Matt Grzelcyk, D, Bruins. Speaking of hometown kids, Grzelcyk grew up across the river from TD Garden and his dad, John, is a member of the Bull Gang that is responsible for changing over the arena between events since 1967. In his second NHL season, the 25-year-old defenseman has elevated his game this postseason. He netted two big goals in Game 2 against Carolina and has seven points in 17 games. Like Maroon, will have more at stake than just a Cup for himself.
Bruins vs.
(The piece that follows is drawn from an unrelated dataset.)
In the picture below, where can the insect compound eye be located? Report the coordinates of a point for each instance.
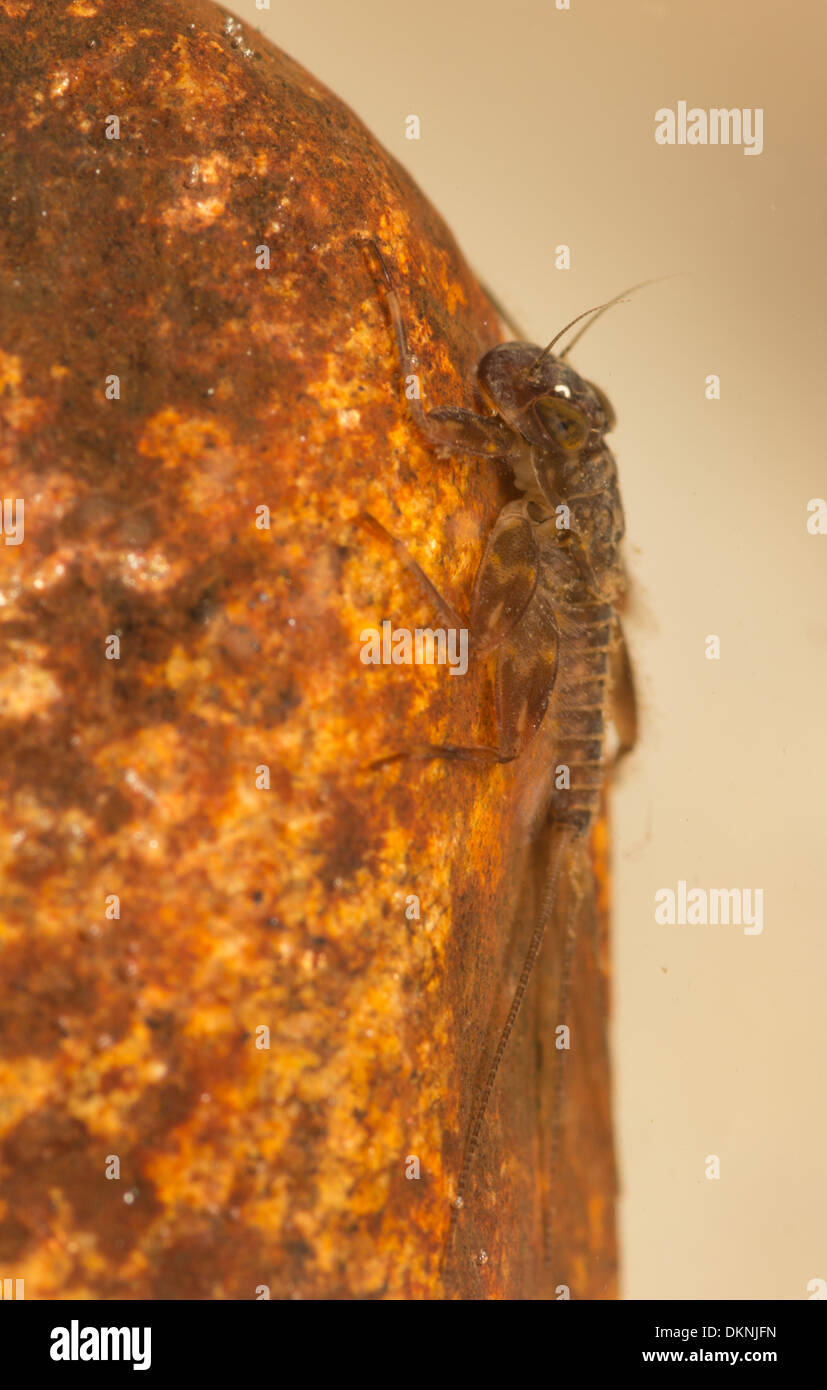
(565, 423)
Blues playoff history
|1972||Bruins won semifinals in four games|
|1970||Bruins won Stanley Cup Final in four games|
Last five playoff appearances
|2018||Lost in second round to Lightning in five games|
|2017||Lost in first round to Senators in six games|
|2014||Lost in second round to Canadiens in seven games|
|2013||Lost in Stanley Cup Final to Blackhawks in six games|
|2012||Lost in conference quarterfinals to Capitals in seven games|
|2017||Lost in second round to Predators in six games|
|2016||Lost in conference finals to Sharks in six games|
|2015||Lost in first round to Wild in six games|
|2014||Lost in first round to Blackhawks in six games|
|2013||Lost in conference quarterfinals to Kings in six games|
Bruins vs. Blues prediction
Boston and St. Louis have combined for 21 wins when scoring first in the postseason, so whoever gets that first one will have a key advantage. The Bruins may have more goals-for and a lower GAA in the playoffs, but St. Louis knows when to pick their spots. This is going all the way to Game 7 so picking the winner is a tough one, but the Blues are a team of destiny — Blues in seven and Jordan Binnington is your Conn Smythe winner.